O grupo de formou em busca de respostas para o desaparecimento de Luiz Henrique Euzébio da Silva, 17 anos; Rosana Souza Santos, 18 anos; Edson de Souza, 17 anos; Hédio Oliveira do Nascimento, 30 anos; Cristiane Souza Leite, 16 anos; Wallace do Nascimento, 17 anos; Hudson de Oliveira Silva, 16 anos; Antônio Carlos da Silva, 17 anos; Viviane Rocha da Silva,13 anos; Moisés Santos Cruz, 26 anos; e Luiz Carlos Vasconcelos de Deus, 32 anos.
Sob a liderança de Edméia da Silva Euzébio, Vera Lúcia Flores e Marilene Lima de Souza, as mães passaram a investigar o crime por conta própria e levaram o caso para diferentes organizações brasileiras e estrangeiras, chegando a serem recebidas por Danielle Miterrand, primeira-dama da França na época.
A mobilização das Mães de Acari acabou colocando a vida delas em risco, já que suas investigações poderiam levar aos assassinos de seus filhos.
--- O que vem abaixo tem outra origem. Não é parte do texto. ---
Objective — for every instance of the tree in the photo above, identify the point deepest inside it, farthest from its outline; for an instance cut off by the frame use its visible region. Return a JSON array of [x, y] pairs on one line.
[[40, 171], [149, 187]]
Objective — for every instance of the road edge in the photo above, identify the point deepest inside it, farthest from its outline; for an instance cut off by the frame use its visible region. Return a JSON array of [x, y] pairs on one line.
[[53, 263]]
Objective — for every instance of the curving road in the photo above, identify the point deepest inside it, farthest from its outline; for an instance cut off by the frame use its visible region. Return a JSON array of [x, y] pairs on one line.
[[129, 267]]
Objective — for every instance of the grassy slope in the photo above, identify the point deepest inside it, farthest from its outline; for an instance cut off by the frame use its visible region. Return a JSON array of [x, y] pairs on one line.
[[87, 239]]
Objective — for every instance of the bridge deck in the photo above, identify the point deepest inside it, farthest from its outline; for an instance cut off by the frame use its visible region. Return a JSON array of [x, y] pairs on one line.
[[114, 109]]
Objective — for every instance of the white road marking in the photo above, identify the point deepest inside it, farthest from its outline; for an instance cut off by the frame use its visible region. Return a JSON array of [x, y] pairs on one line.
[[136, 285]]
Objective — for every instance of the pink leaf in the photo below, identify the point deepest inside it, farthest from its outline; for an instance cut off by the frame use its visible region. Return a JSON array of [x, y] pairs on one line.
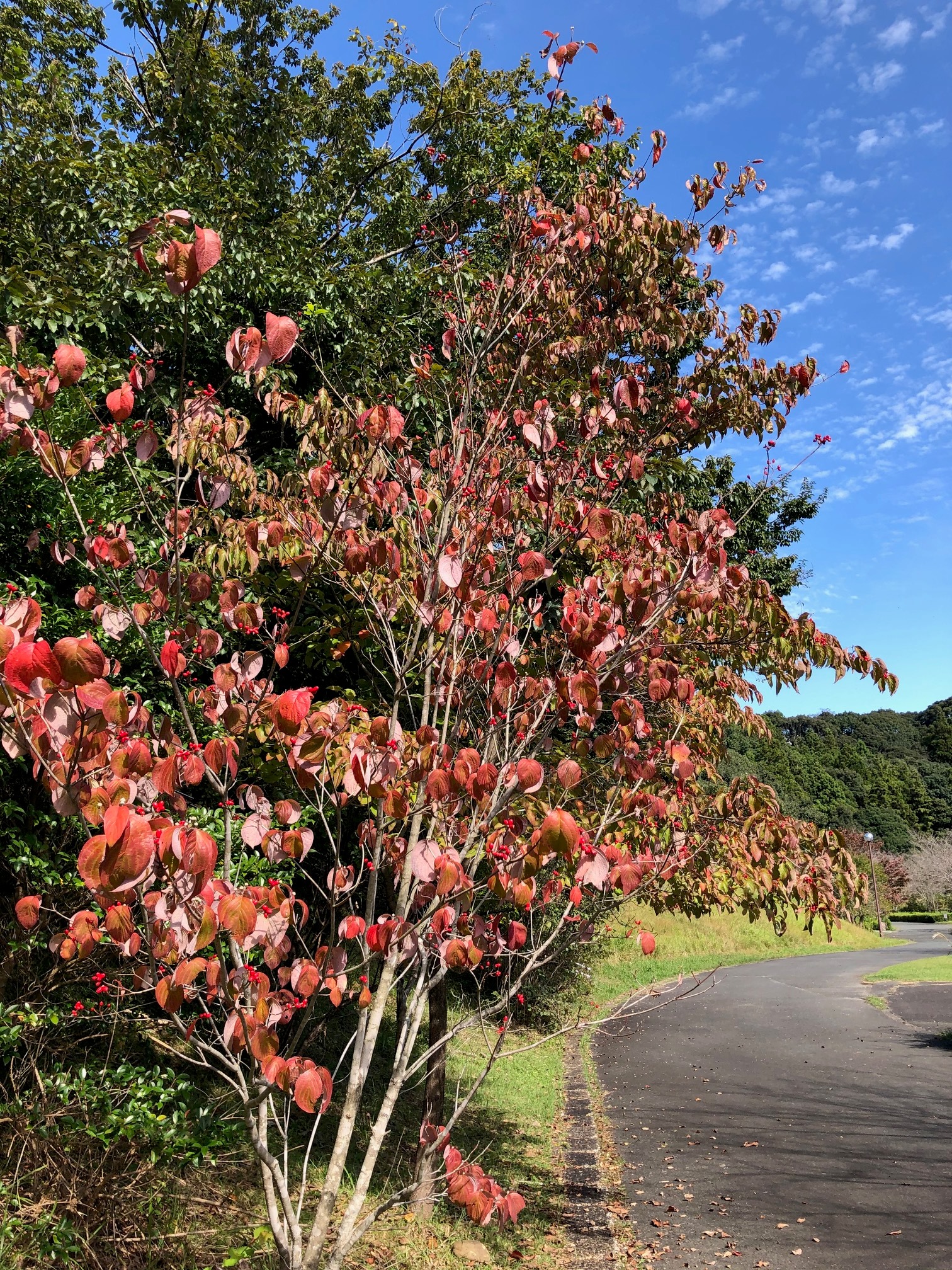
[[207, 251], [451, 572], [146, 445], [282, 336]]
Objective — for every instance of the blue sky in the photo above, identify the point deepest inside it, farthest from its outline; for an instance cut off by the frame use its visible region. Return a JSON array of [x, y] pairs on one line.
[[848, 105]]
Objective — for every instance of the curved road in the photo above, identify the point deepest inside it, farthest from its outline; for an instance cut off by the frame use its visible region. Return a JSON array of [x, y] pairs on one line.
[[777, 1110]]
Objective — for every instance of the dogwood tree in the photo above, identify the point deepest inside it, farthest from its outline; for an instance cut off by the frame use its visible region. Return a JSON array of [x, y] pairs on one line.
[[550, 649]]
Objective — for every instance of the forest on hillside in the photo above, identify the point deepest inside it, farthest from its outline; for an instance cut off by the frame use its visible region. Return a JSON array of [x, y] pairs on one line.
[[885, 771]]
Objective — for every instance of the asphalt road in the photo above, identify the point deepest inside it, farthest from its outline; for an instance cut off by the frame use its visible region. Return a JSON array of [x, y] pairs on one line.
[[776, 1110]]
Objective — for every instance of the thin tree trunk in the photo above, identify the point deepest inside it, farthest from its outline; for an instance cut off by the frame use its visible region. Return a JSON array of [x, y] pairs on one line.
[[434, 1096]]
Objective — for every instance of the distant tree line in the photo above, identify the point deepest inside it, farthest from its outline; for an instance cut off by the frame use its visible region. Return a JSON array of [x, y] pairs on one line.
[[883, 771]]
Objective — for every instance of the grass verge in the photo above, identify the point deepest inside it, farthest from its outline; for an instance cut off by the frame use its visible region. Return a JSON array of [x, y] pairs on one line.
[[686, 946], [928, 970]]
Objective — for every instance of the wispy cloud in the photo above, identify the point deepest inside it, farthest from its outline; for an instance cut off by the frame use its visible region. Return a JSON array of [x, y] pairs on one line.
[[937, 22], [729, 97], [898, 35], [800, 305], [723, 49], [703, 8], [885, 134], [880, 76], [888, 244], [830, 185]]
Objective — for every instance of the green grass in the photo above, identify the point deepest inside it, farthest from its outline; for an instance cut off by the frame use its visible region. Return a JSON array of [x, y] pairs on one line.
[[686, 946], [928, 970]]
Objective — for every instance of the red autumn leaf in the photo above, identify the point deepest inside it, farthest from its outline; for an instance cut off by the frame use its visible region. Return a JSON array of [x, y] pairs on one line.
[[598, 523], [18, 668], [291, 709], [121, 402], [276, 1070], [281, 335], [116, 821], [516, 936], [81, 660], [314, 1090], [264, 1044], [128, 861], [569, 774], [530, 774], [451, 572], [166, 775], [70, 363], [146, 445], [533, 566], [28, 911], [560, 832], [173, 661], [118, 924], [207, 251], [171, 996], [238, 915]]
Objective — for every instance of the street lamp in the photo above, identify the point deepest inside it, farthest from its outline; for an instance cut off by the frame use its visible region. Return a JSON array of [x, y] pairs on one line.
[[868, 841]]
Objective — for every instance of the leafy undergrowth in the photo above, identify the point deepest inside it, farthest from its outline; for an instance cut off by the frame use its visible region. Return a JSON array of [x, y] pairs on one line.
[[928, 970], [103, 1176], [128, 1171]]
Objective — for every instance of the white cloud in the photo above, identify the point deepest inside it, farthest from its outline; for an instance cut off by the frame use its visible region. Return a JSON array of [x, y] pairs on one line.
[[898, 236], [730, 97], [880, 76], [898, 35], [722, 50], [829, 185], [800, 305], [937, 22], [815, 258], [705, 8], [889, 243], [889, 131]]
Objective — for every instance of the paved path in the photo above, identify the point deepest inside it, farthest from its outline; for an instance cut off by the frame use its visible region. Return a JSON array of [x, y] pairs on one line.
[[844, 1109]]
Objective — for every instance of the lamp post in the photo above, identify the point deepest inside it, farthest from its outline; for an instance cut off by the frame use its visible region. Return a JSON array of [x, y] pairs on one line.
[[868, 840]]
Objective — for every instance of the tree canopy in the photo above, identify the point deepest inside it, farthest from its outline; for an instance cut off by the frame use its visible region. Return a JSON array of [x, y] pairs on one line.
[[884, 771]]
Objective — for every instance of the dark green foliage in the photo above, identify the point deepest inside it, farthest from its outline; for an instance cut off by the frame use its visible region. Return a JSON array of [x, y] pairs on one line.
[[884, 771], [768, 517]]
E foi justamente ao sair para ouvir uma pessoa que poderia ter informações sobre o crime que Edméia foi morta juntamente com a mulher que a acompanhava. Embora o assassinato de Edméia tenha acontecido em 1993, os acusados ainda não foram condenados.
Marilene e Vera também morreram sem ver um desfecho para a morte de seus filhos. Elas adoeceram antes de alcançar a justiça que tanto procuravam.
A luta das Mães de Acari não era só para esclarecer o que havia acontecido com seus filhos. Como é bastante comum quando jovens são mortos na favela, elas se viram diante da tarefa de defender a reputação dos jovens desaparecidos e provar que eles não eram criminosos, portanto, não havia justificativa para serem levados pela polícia. Não era só a vida que havia sido usurpada desses jovens, a dignidade deles também tinha sido tirada e suas mães encamparam uma longa batalha para resgatá-la.
Como forma de deslegitimar o grupo, muita gente passou a se referir a essas mulheres como “mães de bandido”, mas elas seguiram firmes em busca de justiça para os filhos desaparecidos. Para Vera Lúcia, uma das Mães de Acari, se seus “filhos fossem ricos e não negros, pobres e favelados, os culpados já teriam aparecido” e elas teriam “sido tratadas de outra maneira”.
Mulheres negras, pobres, moradoras da favela ou da periferia são as principais vítimas de dramas como os vividos pelas Mães de Acari. Além de conviverem com a dor da perda dos filhos, precisam lidar com os questionamentos sobre o caráter deles e com a imensa dificuldade de alcançar justiça.
Mulheres duplamente violentadas. Vítimas da violência de quem lhes tirou os filhos e do Estado que foi incapaz de auxiliá-las em sua luta para punir os culpados e poder ao menos dar um enterro digno às vítimas da legitimação do extermínio do povo negro e pobre.
Para essas mulheres, há uma cultura no Brasil de exterminar jovens negros e periféricos. Uma violência naturalizada que mata o corpo e destrói a alma. Não basta ver o filho morto caído no chão ou conviver com o vazio de não poder sequer enterrar o ente perdido. Há que se conviver ainda com a destruição da dignidade, com a humilhação diária de ter que implorar por justiça e, mais ainda, de se provar que essas pessoas merecem justiça.